Klausur in Neuhardenberg : Vom Kanzler kein Rückenwind
Kurz vor den Wahlen in Sachsen-Anhalt zeigt Merz wenig Verständnis für ostdeutsche Probleme. Dabei bräuchte die CDU dort gerade jetzt Unterstützung.
D ie Klausur der Bundesregierung hat neben der unvermeidlichen Tatkraft- und Optimismusprosa zwei Ergebnisse. Kanzler Friedrich Merz findet mitfühlende Worte für Leidtragende von Hitze und Dürre. Immerhin. Zu einem Klimapapier kann sich die Union indes nicht durchringen.
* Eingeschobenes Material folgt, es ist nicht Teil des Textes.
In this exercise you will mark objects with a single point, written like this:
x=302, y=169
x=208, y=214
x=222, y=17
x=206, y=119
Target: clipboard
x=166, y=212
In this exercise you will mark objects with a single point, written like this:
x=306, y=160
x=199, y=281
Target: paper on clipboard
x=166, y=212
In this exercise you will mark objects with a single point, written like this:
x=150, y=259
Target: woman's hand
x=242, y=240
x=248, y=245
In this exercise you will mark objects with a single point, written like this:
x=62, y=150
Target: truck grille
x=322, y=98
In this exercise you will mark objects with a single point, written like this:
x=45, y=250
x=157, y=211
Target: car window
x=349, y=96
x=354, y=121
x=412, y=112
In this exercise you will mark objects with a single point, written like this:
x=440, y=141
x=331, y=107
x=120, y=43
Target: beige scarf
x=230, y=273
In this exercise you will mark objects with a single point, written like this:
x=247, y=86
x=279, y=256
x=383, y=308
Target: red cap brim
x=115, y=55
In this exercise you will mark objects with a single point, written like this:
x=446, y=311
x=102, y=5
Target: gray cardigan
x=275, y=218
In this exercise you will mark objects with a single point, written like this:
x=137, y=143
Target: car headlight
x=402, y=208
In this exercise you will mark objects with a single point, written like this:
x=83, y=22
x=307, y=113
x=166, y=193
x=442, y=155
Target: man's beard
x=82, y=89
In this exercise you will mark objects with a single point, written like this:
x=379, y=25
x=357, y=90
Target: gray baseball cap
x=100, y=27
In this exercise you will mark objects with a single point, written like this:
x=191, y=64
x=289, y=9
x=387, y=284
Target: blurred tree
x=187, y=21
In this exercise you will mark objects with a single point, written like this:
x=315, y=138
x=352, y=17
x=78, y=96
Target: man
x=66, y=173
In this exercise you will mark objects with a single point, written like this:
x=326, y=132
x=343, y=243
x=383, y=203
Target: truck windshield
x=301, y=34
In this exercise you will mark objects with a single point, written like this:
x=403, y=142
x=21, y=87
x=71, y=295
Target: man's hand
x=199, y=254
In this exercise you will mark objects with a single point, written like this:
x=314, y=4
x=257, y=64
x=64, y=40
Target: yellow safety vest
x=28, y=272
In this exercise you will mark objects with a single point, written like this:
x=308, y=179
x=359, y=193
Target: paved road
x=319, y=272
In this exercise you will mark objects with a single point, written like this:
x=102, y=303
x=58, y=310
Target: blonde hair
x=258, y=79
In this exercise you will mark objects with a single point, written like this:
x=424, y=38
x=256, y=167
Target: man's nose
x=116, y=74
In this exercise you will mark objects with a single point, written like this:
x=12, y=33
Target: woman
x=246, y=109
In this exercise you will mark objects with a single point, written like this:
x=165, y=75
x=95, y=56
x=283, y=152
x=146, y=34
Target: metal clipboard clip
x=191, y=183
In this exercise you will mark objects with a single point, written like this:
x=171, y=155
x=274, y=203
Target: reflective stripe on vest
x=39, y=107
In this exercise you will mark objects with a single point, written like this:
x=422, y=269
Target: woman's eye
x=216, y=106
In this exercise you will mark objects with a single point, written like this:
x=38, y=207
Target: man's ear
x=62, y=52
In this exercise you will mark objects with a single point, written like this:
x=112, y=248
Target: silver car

Bemerkenswert ist, wie kalt Merz die CDU-Ministerpräsidenten in Magdeburg, Dresden und Erfurt abkanzelt. Die hatten das Aus der Rente mit 63 kritisiert. Merz besteht darauf, alle Anreize für eine frühere Rente zu beenden. Das Ganze sei „kein Ost-West-Thema“, findet der Kanzler. Die drei Ministerpräsidenten hätten keine „Sachargumente“ – mithin keine Ahnung.
In elf Tagen findet in Sachsen-Anhalt eine der wichtigsten Wahlen der letzten Zeit statt. Dort kämpft Sven Schulze verzweifelt gegen einen Wahlsieg der AfD – und das ist die Unterstützung des Kanzlers? Keine Sachargumente? Wer solche Parteifreunde hat, braucht keine Feinde.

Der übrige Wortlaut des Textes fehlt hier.